Teach Physics The Proper Way, You Might Get Complaints

Sometime, you just have to shake your head when you read stories like this.

This writer talk about one possible reasons (out of many) of why we often have problems with the quality of our education - Parents! Parents often put low priorities on academic excellence.

Ever notice how parents line up around the block to get into the schoolhouse meeting that's to discuss the cellphone policy, the dress code, bullying or the teaching of evolution? But I don't ever recall any parental protests about mediocre TCAP or ACT scores.

Ballgames bring the crowds by the hundreds (if not thousands), but how many parents showed up on parent-teacher conference day? In my 14 years of teaching high-school math, I typically had a handful on those days, when I needed to see dozens.

But the saddest part of this article is the description of what happened when a physics high school subject was taught properly:

In January 2008, the News Sentinel published my Citizen's Voice column, in which I complained that the typical kid was a million times more interested in his vast entertainment and social worlds than he was any academics.

One of the 26 replies I got was from a guy who was sent to an East Tennessee high school to strengthen its physics program.

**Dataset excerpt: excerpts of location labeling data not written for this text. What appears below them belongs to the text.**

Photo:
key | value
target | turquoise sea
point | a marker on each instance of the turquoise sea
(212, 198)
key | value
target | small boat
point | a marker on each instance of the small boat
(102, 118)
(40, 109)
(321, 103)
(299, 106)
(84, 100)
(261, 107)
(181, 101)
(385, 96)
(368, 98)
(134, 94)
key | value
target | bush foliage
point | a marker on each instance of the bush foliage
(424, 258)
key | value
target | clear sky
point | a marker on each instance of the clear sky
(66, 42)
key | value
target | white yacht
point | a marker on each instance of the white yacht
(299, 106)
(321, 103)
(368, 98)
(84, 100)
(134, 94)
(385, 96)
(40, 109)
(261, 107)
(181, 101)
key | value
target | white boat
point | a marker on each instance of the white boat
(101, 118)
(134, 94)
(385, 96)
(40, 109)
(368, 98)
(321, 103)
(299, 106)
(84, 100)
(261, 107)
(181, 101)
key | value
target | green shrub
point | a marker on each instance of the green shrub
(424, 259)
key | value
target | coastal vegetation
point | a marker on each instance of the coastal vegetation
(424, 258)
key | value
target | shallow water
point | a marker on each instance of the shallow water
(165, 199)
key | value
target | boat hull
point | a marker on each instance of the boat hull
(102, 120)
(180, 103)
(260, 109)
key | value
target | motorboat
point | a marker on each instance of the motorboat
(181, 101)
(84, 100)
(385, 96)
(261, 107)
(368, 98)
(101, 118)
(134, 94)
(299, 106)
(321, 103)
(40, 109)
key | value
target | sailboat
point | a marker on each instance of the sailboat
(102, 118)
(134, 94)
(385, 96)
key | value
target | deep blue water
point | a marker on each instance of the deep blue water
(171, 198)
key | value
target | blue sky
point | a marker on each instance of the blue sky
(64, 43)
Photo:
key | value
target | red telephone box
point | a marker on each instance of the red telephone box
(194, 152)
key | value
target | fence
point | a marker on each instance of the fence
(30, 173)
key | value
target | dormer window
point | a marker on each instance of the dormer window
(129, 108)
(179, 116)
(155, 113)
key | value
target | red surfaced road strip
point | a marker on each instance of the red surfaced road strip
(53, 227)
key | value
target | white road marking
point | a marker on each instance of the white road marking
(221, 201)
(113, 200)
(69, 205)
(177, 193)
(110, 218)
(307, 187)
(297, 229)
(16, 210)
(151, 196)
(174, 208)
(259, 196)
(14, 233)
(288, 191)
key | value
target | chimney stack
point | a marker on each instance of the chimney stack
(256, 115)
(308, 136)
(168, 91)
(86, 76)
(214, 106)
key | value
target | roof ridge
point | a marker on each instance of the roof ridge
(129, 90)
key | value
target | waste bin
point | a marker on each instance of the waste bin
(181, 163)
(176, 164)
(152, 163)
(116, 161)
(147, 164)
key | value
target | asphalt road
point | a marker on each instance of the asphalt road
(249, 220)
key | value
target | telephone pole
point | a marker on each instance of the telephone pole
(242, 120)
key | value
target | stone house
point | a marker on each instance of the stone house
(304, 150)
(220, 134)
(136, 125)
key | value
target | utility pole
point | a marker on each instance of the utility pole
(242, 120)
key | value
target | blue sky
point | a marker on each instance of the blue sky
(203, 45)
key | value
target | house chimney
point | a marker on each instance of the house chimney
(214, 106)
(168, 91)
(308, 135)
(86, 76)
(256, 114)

He was from the Distinguished Professionals Education Institute, meaning that he was top-notch.

Upon investigating, he discovered that his physics enrollment was much higher than would be ordinarily expected, that the previous year the class was taught by a coach and that almost every kid got an A. Physics should be one of the hardest classes in any high-school's curriculum. If taught correctly, few will take it, and they'll expect to work very hard. If kids eagerly sign up for physics, then the class is probably a joke.

Well, our serious teacher taught his physics class the right way: homework, labs and (oh, my goodness!) rigor. By mid-October, he was removed from the class, so widespread and vehement were the complaints from students and (surprise) parents.

This, of course, is the reverse in countries such as China, Singapore, South Korea, India, etc. There, students and parents do not dare complain about a subject being taught as being too "difficult" or demanding.

I would love to hear the "excuse" being given by the schools and the parents for removing that teacher.

Zz.

2 comments:

Anonymous said...

I can't agree with that attitude toward teaching physics. Too many kids doing well and signing up to physics is indicative of a bad course?! Good grief, no. I'm not saying the course wasn't bad: just that those are *not* indicators of a bad course; quite the contrary.

Seeing physics as a "hard" subject which many kids shouldn't want to do just perpetuates the elitist attitude which turns kids off science. Absolutely, dumbing down a course is exactly the wrong way to make it popular and have kids succeed at it, but assuming that a popular/successful course must therefore be dumbed down is arrogance in the extreme.

At the end of the day, it doesn't matter if the course is taught "properly" if the kids can't complete it. I can't see why you'd want to retain such a teacher.

Sarai Pahla said...

God - this sounds so painfully familiar. The thing is, you have to teach kids the fundamental principle of perserverance otherwise everything else goes to waste. Kids these days have the ability to concentrate on many things at one time and are even encouraged to do so. When was the last time a parent was even ABLE to sit down with their kid and concentrate on something for longer than 10 minutes at a time?

On the other hand, you do have to make subjects relevant to the real world, otherwise it really is too removed from their reality. Sure, teaching with rigour works, but you have to instill and interest in physics and maths so that even when the kids leave your class, they still seek out those mental challenges in the world around them.

Or maybe I'm just an idealist, who knows.